If you don't like a single Frank Ocean song, you have no soul.
Beholderess from Moscow Since: Jun, 2010
#19: Sep 10th 2011 at 10:39:41 PM

Well, that doesn't invalidate gender roles, so much as it widens their scope so that they are essentially definition-less.

What is your gender role? Whatever you want it to be. It shifts the definer of role from society to individuals...

But isn't being so broad that it is definition-less invalidates the thing?

If my role is whatever I want it to be, how is it tied to gender to begin with.

That's, by definition, what gender roles are - constraints. Remove them, and you have no gender role.

If we disagree, that much, at least, we have in common
Kino Since: Aug, 2010 Relationship Status: Californicating
#20: Sep 10th 2011 at 10:39:59 PM

@OP

  • 1)No
  • 2)No
  • 3) It's not negative, some people just want something to bitch about.

And that's all I'm going to say about this.

edited 10th Sep '11 10:40:45 PM by Kino

Beholderess from Moscow Since: Jun, 2010
#21: Sep 10th 2011 at 10:42:00 PM

@Erock

I see.To each their own, I guess.

Personally, I honestly cannot see why one is ought to be defined by what set of genitalia they happened to be born with any more than what colour of eyes they happened to be born with.

Birth defect: has a vagina. Crippled for life. Thank you, dear society, very much.

If we disagree, that much, at least, we have in common
USAF713 I changed accounts. from the United States Since: Sep, 2010
I changed accounts.
#22: Sep 10th 2011 at 10:42:27 PM

I think the fact that you define a gender role as a constraint is the problem.

Gender role, to me, is merely what identity you associate with your sex, if any. Is it a constraint? Only if you make it to be so.

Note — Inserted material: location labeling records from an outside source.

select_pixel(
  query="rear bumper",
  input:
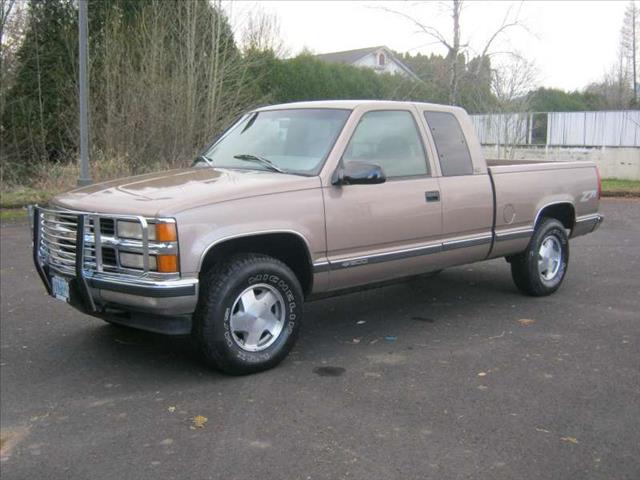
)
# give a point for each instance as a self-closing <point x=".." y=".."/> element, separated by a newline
<point x="150" y="304"/>
<point x="587" y="224"/>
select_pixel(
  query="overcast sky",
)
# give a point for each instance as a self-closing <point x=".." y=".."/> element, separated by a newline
<point x="572" y="42"/>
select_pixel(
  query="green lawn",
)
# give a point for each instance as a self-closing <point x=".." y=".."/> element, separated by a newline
<point x="23" y="196"/>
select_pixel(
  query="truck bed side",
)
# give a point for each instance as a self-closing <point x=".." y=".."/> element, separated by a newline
<point x="523" y="190"/>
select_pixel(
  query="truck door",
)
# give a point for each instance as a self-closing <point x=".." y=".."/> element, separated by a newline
<point x="377" y="232"/>
<point x="465" y="188"/>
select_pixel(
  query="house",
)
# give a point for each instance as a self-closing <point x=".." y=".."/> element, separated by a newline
<point x="380" y="59"/>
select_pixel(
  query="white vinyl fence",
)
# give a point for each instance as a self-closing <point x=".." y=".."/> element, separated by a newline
<point x="574" y="129"/>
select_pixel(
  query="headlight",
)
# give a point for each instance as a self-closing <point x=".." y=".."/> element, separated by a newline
<point x="163" y="232"/>
<point x="158" y="263"/>
<point x="135" y="260"/>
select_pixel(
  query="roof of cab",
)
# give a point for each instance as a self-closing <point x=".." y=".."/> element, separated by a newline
<point x="351" y="104"/>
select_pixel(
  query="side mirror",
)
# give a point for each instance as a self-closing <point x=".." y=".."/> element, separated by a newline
<point x="359" y="173"/>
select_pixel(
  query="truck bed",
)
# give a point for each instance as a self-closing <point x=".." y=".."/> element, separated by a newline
<point x="513" y="166"/>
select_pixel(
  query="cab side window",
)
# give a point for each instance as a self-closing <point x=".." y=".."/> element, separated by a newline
<point x="388" y="138"/>
<point x="453" y="152"/>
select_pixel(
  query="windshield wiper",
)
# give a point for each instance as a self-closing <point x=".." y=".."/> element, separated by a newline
<point x="263" y="161"/>
<point x="205" y="159"/>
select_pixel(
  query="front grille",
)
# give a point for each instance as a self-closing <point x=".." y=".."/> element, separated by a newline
<point x="107" y="226"/>
<point x="59" y="232"/>
<point x="109" y="257"/>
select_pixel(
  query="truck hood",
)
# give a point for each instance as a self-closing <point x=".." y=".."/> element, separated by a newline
<point x="170" y="192"/>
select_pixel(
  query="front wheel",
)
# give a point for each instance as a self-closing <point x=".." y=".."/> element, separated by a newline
<point x="248" y="314"/>
<point x="540" y="269"/>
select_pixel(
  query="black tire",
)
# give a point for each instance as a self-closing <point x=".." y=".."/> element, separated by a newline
<point x="525" y="269"/>
<point x="220" y="288"/>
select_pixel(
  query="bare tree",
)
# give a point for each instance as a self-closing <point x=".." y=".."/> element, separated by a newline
<point x="511" y="82"/>
<point x="452" y="42"/>
<point x="261" y="33"/>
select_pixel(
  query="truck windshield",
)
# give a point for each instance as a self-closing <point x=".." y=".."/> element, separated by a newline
<point x="293" y="141"/>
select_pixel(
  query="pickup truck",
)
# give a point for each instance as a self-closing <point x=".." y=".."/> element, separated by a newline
<point x="295" y="201"/>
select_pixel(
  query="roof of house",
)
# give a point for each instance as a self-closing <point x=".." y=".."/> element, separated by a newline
<point x="352" y="56"/>
<point x="348" y="56"/>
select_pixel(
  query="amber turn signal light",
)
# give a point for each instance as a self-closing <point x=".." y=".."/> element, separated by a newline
<point x="166" y="232"/>
<point x="167" y="263"/>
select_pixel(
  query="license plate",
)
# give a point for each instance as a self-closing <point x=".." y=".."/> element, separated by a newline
<point x="60" y="288"/>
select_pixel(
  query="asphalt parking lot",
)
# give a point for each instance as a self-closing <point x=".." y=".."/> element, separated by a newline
<point x="454" y="376"/>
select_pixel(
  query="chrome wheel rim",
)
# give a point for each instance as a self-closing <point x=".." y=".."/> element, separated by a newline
<point x="257" y="317"/>
<point x="549" y="258"/>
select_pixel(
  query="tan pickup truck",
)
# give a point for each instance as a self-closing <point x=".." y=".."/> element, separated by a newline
<point x="299" y="200"/>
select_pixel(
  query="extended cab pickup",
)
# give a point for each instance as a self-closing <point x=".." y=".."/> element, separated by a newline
<point x="299" y="200"/>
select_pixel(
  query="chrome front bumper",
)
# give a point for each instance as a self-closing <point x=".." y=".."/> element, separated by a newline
<point x="105" y="294"/>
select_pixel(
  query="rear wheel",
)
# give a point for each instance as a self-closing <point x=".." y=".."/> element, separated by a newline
<point x="248" y="314"/>
<point x="541" y="268"/>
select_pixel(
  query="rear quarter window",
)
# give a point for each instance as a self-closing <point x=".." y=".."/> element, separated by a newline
<point x="451" y="144"/>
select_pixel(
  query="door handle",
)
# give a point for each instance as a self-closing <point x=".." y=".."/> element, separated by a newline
<point x="432" y="196"/>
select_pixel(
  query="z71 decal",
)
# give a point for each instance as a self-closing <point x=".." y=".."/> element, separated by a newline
<point x="588" y="195"/>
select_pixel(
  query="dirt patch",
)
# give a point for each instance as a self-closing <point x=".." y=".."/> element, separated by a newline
<point x="9" y="438"/>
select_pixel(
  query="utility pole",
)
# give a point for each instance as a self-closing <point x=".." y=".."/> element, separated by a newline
<point x="83" y="36"/>
<point x="634" y="39"/>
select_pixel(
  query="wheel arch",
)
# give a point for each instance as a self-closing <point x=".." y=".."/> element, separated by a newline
<point x="288" y="246"/>
<point x="563" y="211"/>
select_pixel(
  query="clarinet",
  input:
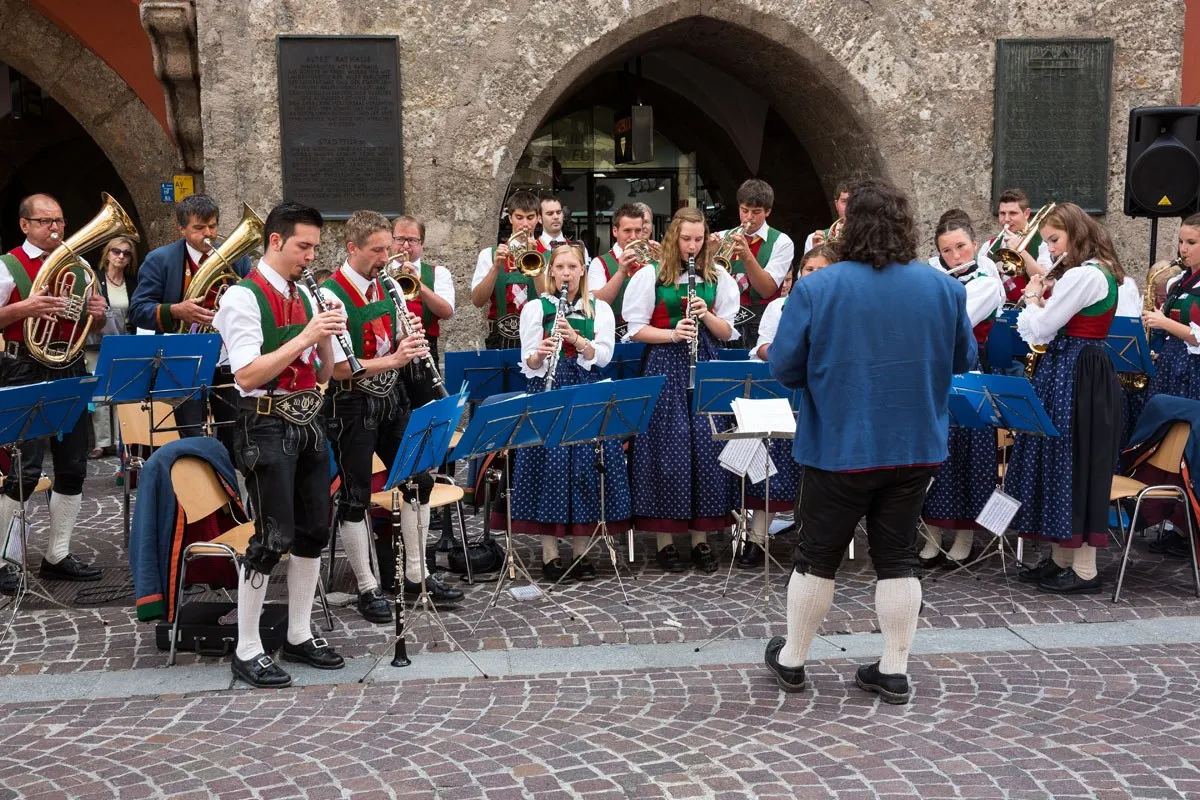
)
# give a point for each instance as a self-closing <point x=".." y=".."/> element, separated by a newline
<point x="342" y="338"/>
<point x="695" y="342"/>
<point x="552" y="362"/>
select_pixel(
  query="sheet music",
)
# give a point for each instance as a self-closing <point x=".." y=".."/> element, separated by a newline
<point x="772" y="415"/>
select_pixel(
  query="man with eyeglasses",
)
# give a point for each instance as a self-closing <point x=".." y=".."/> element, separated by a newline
<point x="42" y="222"/>
<point x="159" y="306"/>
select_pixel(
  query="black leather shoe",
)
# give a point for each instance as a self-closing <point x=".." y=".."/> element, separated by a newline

And no, widening the scope so that it is definition-less doesn't make it invalid. It merely makes it relative.

I am now known as Flyboy.
Beholderess from Moscow Since: Jun, 2010
#23: Sep 10th 2011 at 10:47:34 PM

I would prefer not to associate my identity with sex all. Unfortunately, I can't. Again, thanks dear society.

If we disagree, that much, at least, we have in common
USAF713 I changed accounts. from the United States Since: Sep, 2010
I changed accounts.
#24: Sep 10th 2011 at 10:52:41 PM

Well, you don't have to. People might give you funny looks, but unless the law says you can't do whatever it is you want to do, nobody is stopping you.

It's hard to change opinions. The best we can hope for is to remove legal restrictions and hope that the opinions change on their own.

Do you associate stereotypically "masculine" traits with yourself? I ask because you called "having a vagina" a "birth defect," so...

I am now known as Flyboy.
Erock Proud Canadian from Toronto Since: Jul, 2009
Proud Canadian
#25: Sep 10th 2011 at 10:54:14 PM

Beholdress, don't let your experience change your views of gender.

If you don't like a single Frank Ocean song, you have no soul.